How to Make Rhubarb Crisp
Preheat your oven to 350°F (175°C) and lightly butter a 9x9-inch baking dish.
Make the filling: In a large bowl, toss the rhubarb with sugar, cornstarch, vanilla, and a pinch of salt. Pour the mixture into your prepared baking dish.
Mix the topping: In another bowl, stir together oats, flour, brown sugar, cinnamon, and salt. Add the melted butter and stir until crumbly.
Assemble & bake: Sprinkle the topping evenly over the rhubarb filling. Bake for 40–45 minutes, or until the top is golden and the filling is bubbling at the edges.

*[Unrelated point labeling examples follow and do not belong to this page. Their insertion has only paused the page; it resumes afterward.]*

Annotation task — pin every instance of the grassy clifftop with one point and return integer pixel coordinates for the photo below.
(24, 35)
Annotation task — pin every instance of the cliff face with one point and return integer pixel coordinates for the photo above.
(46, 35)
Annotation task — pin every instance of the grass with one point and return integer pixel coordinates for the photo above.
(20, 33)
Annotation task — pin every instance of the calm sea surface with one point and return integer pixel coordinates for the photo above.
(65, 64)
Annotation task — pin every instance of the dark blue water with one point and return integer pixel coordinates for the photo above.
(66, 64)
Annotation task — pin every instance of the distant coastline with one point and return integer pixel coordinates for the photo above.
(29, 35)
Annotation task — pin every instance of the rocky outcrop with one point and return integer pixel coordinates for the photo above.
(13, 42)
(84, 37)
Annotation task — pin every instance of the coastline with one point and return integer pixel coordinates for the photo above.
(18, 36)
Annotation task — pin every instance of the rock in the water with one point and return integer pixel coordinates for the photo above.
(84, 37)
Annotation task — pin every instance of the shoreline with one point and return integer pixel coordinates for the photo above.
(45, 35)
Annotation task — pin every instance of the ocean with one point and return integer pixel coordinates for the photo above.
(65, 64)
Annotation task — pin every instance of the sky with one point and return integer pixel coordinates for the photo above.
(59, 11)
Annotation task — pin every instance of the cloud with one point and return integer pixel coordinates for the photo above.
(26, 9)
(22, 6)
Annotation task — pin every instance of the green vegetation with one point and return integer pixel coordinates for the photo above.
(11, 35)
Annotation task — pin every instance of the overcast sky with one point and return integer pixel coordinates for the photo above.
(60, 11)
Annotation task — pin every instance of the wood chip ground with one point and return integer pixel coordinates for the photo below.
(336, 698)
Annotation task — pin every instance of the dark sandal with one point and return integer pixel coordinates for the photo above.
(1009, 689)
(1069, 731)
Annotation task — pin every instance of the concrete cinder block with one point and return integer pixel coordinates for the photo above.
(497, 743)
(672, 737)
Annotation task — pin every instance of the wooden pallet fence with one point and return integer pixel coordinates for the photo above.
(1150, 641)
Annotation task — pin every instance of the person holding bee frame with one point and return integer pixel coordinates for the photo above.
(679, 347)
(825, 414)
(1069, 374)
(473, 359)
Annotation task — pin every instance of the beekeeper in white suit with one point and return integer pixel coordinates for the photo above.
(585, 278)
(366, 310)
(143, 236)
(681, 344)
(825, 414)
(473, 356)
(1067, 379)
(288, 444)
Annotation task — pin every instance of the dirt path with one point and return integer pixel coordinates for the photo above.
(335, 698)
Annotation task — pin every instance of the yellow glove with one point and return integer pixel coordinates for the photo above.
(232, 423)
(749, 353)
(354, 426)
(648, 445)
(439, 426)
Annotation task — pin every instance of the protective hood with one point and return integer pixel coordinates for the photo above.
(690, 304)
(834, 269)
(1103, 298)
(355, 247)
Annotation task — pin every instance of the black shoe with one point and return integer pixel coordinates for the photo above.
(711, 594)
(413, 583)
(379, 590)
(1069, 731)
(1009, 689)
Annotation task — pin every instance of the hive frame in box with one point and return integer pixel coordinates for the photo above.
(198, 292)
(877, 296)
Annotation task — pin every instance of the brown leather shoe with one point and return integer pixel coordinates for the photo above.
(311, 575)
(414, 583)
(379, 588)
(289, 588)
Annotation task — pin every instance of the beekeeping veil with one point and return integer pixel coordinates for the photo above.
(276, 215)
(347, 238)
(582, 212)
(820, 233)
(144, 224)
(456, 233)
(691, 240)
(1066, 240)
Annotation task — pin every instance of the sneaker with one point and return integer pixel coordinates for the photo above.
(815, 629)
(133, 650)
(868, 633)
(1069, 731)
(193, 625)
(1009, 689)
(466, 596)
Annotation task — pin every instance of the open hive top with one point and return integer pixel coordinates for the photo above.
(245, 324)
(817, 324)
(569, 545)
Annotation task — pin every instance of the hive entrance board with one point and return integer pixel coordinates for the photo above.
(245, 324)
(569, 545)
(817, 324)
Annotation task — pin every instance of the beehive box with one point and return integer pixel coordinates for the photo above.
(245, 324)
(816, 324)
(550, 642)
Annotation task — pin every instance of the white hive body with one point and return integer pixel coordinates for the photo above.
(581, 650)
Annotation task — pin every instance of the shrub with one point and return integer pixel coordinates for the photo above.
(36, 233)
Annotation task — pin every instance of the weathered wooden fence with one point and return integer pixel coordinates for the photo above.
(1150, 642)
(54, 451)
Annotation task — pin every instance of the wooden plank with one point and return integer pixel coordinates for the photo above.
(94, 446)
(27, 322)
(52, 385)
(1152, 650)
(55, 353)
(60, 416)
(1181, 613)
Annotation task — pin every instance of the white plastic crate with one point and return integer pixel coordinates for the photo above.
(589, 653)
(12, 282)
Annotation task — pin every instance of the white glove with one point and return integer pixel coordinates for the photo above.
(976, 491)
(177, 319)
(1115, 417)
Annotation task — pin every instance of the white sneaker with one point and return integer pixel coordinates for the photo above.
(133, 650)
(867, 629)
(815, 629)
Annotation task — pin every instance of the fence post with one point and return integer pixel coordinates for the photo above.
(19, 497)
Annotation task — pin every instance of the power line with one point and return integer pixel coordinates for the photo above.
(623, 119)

Cool slightly, then serve: Let it cool for at least 15 minutes to thicken up before diving in. Serve warm with a scoop of vanilla ice cream or a dollop of whipped cream.
Tips & Variations:
Add fruit: Strawberries and rhubarb are a classic pair. Swap 1–2 cups of rhubarb for chopped strawberries for a slightly sweeter version.
Gluten-free? Use a 1:1 gluten-free flour blend and certified GF oats.
Make ahead: This crisp holds up beautifully. Reheat in the oven at 325°F for 10–15 minutes to re-crisp the topping.
Whether you’re feeding a crowd or just treating yourself, this rhubarb crisp is one of those simple pleasures that never disappoint. Sweet, tart, and buttery with just the right amount of crunch. It’s summer in a spoonful.
Let me know if you try it, and if you’re team ice cream on top, we’re definitely friends.
Easy Rhubarb Crisp
Ingredients
For the filling:
- 5 cups chopped rhubarb fresh or frozen, thawed
- ¾ cup granulated sugar
- 1 tablespoon cornstarch
- 1 teaspoon vanilla extract
- Pinch of salt
For the crisp topping:
- 1 cup rolled oats
- ¾ cup all-purpose flour
- ½ cup brown sugar packed
- ½ teaspoon cinnamon
- ¼ teaspoon salt
- ½ cup 1 stick unsalted butter, melted
Instructions
- Preheat your oven to 350°F (175°C) and lightly butter a 9x9-inch baking dish.
- In a large bowl, toss the rhubarb with sugar, cornstarch, vanilla, and a pinch of salt. Pour the mixture into your prepared baking dish.
- In another bowl, stir together oats, flour, brown sugar, cinnamon, and salt. Add the melted butter and stir until crumbly.
- Sprinkle the topping evenly over the rhubarb filling. Bake for 40–45 minutes, or until the top is golden and the filling is bubbling at the edges.
- Let it cool for at least 15 minutes to thicken up before diving in. Serve warm with a scoop of vanilla ice cream or a dollop of whipped cream.